Marie, qui peine à continuer son emploi, aspire à passer plus de temps avec son mari récemment retraité. Elle souhaite prendre sa retraite dès 62 ans, malgré un manque de trimestres. Pour elle, il est plus important de savourer sa liberté que de continuer à travailler ou de racheter des trimestres.
De nombreux retraités choisissent cette voie.

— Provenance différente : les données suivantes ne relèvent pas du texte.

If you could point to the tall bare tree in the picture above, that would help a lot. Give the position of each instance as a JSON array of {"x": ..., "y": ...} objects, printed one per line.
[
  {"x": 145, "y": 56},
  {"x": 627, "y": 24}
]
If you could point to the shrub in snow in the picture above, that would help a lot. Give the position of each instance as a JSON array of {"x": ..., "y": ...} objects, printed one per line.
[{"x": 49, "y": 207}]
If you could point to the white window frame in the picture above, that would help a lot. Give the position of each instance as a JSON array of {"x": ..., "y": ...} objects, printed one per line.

Selon la Cnav, en 2018, 70 761 retraites personnelles ont été accordées avec un taux réduit, représentant 10,6 % des pensions versées.

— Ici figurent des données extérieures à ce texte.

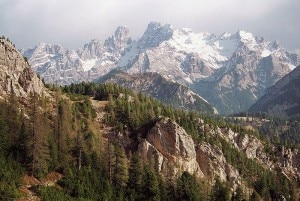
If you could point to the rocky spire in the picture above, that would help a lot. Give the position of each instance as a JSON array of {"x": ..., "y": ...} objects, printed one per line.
[{"x": 16, "y": 76}]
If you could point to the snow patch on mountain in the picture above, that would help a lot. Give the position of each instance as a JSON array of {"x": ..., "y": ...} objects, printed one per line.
[
  {"x": 89, "y": 64},
  {"x": 265, "y": 53}
]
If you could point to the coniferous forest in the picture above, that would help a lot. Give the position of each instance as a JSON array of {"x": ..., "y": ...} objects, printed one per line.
[{"x": 63, "y": 133}]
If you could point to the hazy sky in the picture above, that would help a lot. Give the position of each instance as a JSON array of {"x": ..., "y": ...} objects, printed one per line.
[{"x": 72, "y": 23}]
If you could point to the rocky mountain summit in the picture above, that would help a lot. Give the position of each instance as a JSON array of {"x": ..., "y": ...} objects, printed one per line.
[
  {"x": 231, "y": 71},
  {"x": 16, "y": 76},
  {"x": 283, "y": 98}
]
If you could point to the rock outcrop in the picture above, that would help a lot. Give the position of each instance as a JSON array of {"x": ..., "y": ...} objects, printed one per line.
[
  {"x": 171, "y": 147},
  {"x": 16, "y": 76},
  {"x": 174, "y": 151}
]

Cependant, ce choix doit être fait en toute connaissance de cause, car la perte financière peut être significative.
1) Côté retraite de base : quel risque de décote ?
Pour bénéficier du taux maximal de 50 %, les assurés doivent avoir un nombre de trimestres suffisants, variant selon l’année de naissance. En l'absence de ces trimestres, ils subissent une décote qui impacte leur pension de manière indéfinie.
Nombre de trimestres exigés selon l'année de naissance :
- 1951 : 163
- 1952 : 164
- 1953-1954 : 165
- 1955-1956-1957 : 166
- 1958-1959-1960 : 167
- 1961-1962-1963 : 168
- 1964-1965-1966 : 169
- 1967-1968-1969 : 170
- 1970-1971-1972 : 171
- A partir de 1973 : 172
Si vous ne disposez pas du nombre de trimestres requis, votre pension sera due à une réduction permanente.
2) Comment est calculée la décote sur la retraite de base ?
Le calcul de la décote se base sur le nombre de trimestres manquants, en tenant compte soit de la durée requise pour le taux plein, soit de l’âge d’obtention du taux plein automatique (âge légal + 5 ans ou 65 ans pour certaines catégories).
Pour les personnes nées après 1952, chaque trimestre manquant entraîne une diminution de 0,625 % du pension. Par exemple, si vous avez 8 trimestres manquants, le taux de votre pension serait réduit à 45 % au lieu de 50 %.
3) Exemple concret de décote avec 8 trimestres manquants
Marie, née en janvier 1958, souhaite partir à la retraite le 1er février 2020, mais elle aura alors 8 trimestres de retard. Ainsi, sa pension sera minorée : au lieu d’un montant de 1 000 € par mois (12000 € par an), elle touchera seulement 856,88 € par mois, soit une perte de 143,12 € mensuels.
Si elle attend d’avoir 63 ans avec 4 trimestres manquants, sa pension serait de 927,24 € par mois, réduisant ainsi sa perte à 72,76 €.
4) Impact sur la retraite complémentaire
La retraite AGIRC-ARRCO est également affectée par le nombre de points accumulés durant la carrière. Marie, à 62 ans, aura un coefficient de minoration de 0,92, entraînant un montant de 458,12 € par mois. Si elle attend un an de plus, cette somme pourrait passer à 489,24 €, réduisant ainsi son manque à gagner à 20,37 € par mois.
Des simulateurs sur info-retraite.fr peuvent aider à envisager différentes alternatives de départ et à estimer vos pensions.
5) Réflexion sur le choix de la retraite
La décote est définitive et vous devez donc évaluer son impact financier sur une période de 25 ans. Il est crucial de trouver un équilibre entre le temps libre en retraite et la perte de revenu. La réforme actuelles pourrait modifier ces critères, mais les détails restent flous.